About
Dr. Phil Lieberman, Jewish Studies
Research Context 1
The Torah was originally transcribed in Medieval times, where medieval scholars transcribed the consonants. This could produce ambiguity; consider the New York Times – if you read the words “sh rd ths” – that could resolve to many different phrases when you add in the vowels. However, when people read the Torah, they read the vowels out loud, and there is punctuation that indicates the stitching together of words (similar to hyphens and colons).
The Torah consists of 5 books; however some scholars believe that the Torah is really 4 books + Deuteronomy, which may have been added into the Pentateuch afterwards, with different origins. The initial research question revolves around using data science skills to examine the similarities and differences between the first 4 books and Deuteronomy.
Proposed Project Approach
Lieberman’s initial approach is as follows:
- Encode the punctuation marks in the first 5 books.

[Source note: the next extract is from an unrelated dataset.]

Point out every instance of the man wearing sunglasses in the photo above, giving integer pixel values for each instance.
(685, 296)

- Examine the relationship between the punctuation patterns in the first 4 books vs Deuteronomy for differences.
Where do we find similar patterns? Where do we find different patterns? This may reveal something about the relationship between the first 4 books vs Deuteronomy.
The DSI-aligned approach
An alternate approach which may provide the basis of more holistic examination of concepts, phrases, and style may be by using transformers. This will allow the encoding of the full texts into a common latent space and examine similarity/FAISS. The language is Hebrew.
Research Context 2
Lieberman has 250,000 medieval texts (he is a medieval scholar) which span a wide time period. These are written in Judeo-arabic, with some Hebrew as well. He believes that the Hebrew vocabulary changes over time, and would like to examine what this looks like. He wants to examine the relationship with time and historical changes that led to these changes in vocabulary.